Like Dr Mataka, Rabebe Tekeraoi is the only eye care specialist in her country, Kiribati. She said while she was attending to up to 40 people a day at her clinic, there were more people in need in the outer islands.
"Half of the population live and access the eye care resources where I'm based but the other half are divided by ocean so we have to travel across to see them or for them to travel across to see us. It's obviously a problem. It involves a lot of cost."
Basil Aitip is the National Eye Care Co-ordinator in Vanuatu, another country with just one ophthalmologist. He said accessing patients in the provinces was also an issue for them, however another obstacle was having to deal with the problems that traditional beliefs could create.
"You can have patients coming in and you tell them 'oh you have this, you have this' but they might think no it's not this.
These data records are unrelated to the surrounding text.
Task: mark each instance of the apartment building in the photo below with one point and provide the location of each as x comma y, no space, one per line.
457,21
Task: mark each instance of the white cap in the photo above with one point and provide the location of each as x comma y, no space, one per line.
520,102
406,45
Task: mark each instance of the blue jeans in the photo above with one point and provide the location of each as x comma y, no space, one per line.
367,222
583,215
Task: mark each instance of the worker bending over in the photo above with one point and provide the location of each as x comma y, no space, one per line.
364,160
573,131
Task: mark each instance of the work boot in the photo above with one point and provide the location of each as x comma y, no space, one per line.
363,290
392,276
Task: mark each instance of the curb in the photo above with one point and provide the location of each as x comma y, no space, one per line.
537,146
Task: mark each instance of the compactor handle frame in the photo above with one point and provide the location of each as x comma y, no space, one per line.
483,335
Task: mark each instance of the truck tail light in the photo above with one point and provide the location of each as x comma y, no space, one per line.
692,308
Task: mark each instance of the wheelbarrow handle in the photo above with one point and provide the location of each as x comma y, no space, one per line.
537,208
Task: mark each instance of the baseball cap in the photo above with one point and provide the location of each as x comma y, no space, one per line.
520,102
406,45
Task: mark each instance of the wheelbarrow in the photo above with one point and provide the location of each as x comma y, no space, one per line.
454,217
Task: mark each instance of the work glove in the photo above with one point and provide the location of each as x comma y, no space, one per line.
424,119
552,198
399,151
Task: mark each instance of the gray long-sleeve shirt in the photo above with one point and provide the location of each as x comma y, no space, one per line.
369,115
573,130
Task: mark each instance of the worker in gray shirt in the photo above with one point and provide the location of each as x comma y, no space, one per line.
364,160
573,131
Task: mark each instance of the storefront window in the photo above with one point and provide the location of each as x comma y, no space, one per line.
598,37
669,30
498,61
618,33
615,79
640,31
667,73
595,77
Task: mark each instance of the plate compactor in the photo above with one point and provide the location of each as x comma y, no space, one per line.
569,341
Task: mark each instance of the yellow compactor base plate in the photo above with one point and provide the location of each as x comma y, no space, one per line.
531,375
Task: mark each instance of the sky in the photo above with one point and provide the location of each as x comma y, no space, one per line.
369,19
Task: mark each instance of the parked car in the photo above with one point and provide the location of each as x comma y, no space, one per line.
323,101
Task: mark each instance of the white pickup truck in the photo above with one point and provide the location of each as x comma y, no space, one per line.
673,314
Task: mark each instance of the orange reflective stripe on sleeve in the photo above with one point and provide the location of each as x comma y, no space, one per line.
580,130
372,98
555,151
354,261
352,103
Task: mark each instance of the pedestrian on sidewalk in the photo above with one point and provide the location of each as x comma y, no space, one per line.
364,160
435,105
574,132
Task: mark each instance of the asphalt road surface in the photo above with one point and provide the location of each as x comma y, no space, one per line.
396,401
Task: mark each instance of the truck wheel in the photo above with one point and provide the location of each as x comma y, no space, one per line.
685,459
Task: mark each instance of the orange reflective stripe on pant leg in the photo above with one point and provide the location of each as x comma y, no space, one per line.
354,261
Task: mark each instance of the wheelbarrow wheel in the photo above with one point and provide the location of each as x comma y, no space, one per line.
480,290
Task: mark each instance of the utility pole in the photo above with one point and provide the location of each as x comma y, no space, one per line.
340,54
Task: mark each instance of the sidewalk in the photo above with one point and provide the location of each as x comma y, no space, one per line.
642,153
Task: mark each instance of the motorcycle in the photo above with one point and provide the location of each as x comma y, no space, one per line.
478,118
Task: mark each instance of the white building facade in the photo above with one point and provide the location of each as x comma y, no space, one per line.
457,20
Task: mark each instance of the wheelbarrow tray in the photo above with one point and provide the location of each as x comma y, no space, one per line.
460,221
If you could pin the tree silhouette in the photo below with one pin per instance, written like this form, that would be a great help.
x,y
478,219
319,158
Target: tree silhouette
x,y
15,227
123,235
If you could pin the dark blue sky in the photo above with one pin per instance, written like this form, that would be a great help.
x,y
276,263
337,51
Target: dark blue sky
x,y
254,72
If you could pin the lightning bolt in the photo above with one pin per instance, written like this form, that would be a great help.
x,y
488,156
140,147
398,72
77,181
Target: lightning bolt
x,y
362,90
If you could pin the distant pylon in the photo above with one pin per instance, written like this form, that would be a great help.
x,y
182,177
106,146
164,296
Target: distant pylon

It must be a devil or something and that's when they start going for traditional treatment and healing, and that's when they go to witch doctors and they go and they just go and take anything and then, the next thing that will happen is that it will have an effect on the eye and they will have to come back again," he said.
Mr Aitip said the challenge was to be persuasive but respectful at the same time and to build relationships with the community.
He pointed to the recent establishment of a National Eye Care Centre in Port Vila, which deals with around 400 patients a month, as a good start.
The centre is well supported both by donors associated with the charitable organisation the Fred Hollows Foundation and from the New Zealand government.
More government support is something Dr Rabebe Tekeraoi would like in Kiribati.
"Our local ministry hasn't taken on our programme, funding-wise, so we still depend on other programmes to go out and reach those in the outer islands," she said.
Despite all the challenges, Dr Duke Mataka, said the joy he witnessed when people's sight was restored made it all worthwhile.
"It's an awesome feeling to have an immediate impact on their life and when you remove the pads the next day and they change from not seeing anything to seeing everything.
"I guess, I just feel like this is where we should be."
Both Dr Mataka and Dr Rabebe Tekeraoi are hopeful a second Ophthalmologist will arrive to help them in a few years once another set of graduates emerge from the Pacific Eye Institute, currently the only island-based, training facility in the region.
The author travelled to Suva to the Pacific Eye Care Society conference courtesy of the Fred Hollows Foundation NZ.